Original Paper
Generic wrapper for heterogeneous message passing
PyG Team (2021). PyTorch Geometric
What HeteroConv does
HeteroConv takes a dictionary mapping edge types to layer instances. For each edge type, it runs the corresponding layer independently. Then it aggregates all messages arriving at each node:
- For each edge type, apply its assigned layer to produce per-type messages
- For each target node, collect messages from all relevant edge types
- Aggregate (sum, mean, or custom) across edge types
- Return updated node features per node type
PyG implementation
import torch
import torch.nn.functional as F
from torch_geometric.nn import HeteroConv, GATConv, SAGEConv, GCNConv
class HeteroGNN(torch.nn.Module):
def __init__(self, hidden_channels, out_channels):
super().__init__()
# Different layer types per edge type
self.conv1 = HeteroConv({
('user', 'purchases', 'product'): GATConv(-1, hidden_channels),
('user', 'reviews', 'product'): SAGEConv(-1, hidden_channels),
('product', 'co_viewed', 'product'): GCNConv(-1, hidden_channels),
}, aggr='sum')
self.conv2 = HeteroConv({
('user', 'purchases', 'product'): GATConv(hidden_channels, out_channels),
('user', 'reviews', 'product'): SAGEConv(hidden_channels, out_channels),
('product', 'co_viewed', 'product'): GCNConv(hidden_channels, out_channels),
}, aggr='sum')
def forward(self, x_dict, edge_index_dict):
x_dict = self.conv1(x_dict, edge_index_dict)

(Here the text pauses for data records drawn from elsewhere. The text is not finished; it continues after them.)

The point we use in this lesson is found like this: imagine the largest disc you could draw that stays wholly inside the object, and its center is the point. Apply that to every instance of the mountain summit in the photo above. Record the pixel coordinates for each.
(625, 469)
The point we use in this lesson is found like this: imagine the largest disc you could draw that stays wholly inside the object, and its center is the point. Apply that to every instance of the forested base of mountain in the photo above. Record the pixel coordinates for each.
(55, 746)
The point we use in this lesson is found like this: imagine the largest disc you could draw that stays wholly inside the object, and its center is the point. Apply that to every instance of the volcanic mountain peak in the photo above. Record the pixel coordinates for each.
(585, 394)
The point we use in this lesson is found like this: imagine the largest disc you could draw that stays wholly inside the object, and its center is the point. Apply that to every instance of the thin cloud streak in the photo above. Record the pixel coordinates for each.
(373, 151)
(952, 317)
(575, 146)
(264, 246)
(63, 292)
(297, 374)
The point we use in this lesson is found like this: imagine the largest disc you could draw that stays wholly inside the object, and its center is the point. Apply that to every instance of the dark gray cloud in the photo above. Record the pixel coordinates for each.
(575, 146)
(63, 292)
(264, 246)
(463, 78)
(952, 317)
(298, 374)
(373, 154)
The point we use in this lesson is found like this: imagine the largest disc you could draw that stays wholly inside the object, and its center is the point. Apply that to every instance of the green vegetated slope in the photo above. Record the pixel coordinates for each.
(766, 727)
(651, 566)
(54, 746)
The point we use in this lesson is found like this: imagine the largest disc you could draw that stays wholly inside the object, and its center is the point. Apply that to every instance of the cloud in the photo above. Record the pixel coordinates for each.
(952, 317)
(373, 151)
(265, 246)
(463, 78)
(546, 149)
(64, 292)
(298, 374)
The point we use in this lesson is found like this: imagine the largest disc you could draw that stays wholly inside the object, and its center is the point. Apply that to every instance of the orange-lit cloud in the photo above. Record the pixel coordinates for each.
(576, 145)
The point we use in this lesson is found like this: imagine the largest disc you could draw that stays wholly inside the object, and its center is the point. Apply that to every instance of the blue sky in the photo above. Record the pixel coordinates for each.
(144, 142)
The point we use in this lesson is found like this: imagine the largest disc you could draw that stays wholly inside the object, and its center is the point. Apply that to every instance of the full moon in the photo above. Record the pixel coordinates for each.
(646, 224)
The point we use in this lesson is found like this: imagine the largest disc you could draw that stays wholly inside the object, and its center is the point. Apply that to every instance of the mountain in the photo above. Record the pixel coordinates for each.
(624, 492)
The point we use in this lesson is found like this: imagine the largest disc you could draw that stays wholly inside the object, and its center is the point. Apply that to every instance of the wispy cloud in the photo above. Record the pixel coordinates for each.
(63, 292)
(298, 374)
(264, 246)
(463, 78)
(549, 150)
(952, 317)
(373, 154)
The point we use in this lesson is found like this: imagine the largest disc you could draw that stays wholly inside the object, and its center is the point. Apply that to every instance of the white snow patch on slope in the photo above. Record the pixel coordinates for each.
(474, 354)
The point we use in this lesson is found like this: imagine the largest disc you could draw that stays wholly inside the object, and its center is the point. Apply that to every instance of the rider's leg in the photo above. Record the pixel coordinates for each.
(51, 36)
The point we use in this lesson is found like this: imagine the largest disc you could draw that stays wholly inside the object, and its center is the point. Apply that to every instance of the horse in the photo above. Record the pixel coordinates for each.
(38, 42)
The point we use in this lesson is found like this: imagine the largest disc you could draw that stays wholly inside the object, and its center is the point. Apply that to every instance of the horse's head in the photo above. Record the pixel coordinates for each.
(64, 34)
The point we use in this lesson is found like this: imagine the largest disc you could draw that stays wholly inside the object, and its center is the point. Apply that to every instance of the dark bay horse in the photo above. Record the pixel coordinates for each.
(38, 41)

x_dict = {k: F.relu(v) for k, v in x_dict.items()}
x_dict = self.conv2(x_dict, edge_index_dict)
return x_dict
# Usage with HeteroData
model = HeteroGNN(hidden_channels=64, out_channels=num_classes)
out_dict = model(data.x_dict, data.edge_index_dict)Each edge type gets its own layer instance. GATConv for purchases (attention matters), SAGEConv for reviews (scalability matters), GCNConv for co-views (simple baseline).
When to use HeteroConv
- Rapid prototyping. Quickly test heterogeneous architectures by mixing layers you already know. No need to learn HGTConv's API.
- Different edge types need different treatment. If purchase edges benefit from attention but co-view edges do not, HeteroConv lets you assign GATConv to one and GCNConv to the other.
- Graphs with many edge types. HeteroConv scales linearly with the number of edge types since each type uses a lightweight base layer. HGTConv's cross-type attention becomes expensive with many types.
- When you want maximum control. Choose layer types, hidden dimensions, and hyperparameters independently per edge type.
When not to use HeteroConv
- When cross-type attention matters. HeteroConv runs layers independently per type and only aggregates at the end. It cannot learn joint attention across types like HGTConv.
- Homogeneous graphs. No wrapper needed. Use the base layer directly.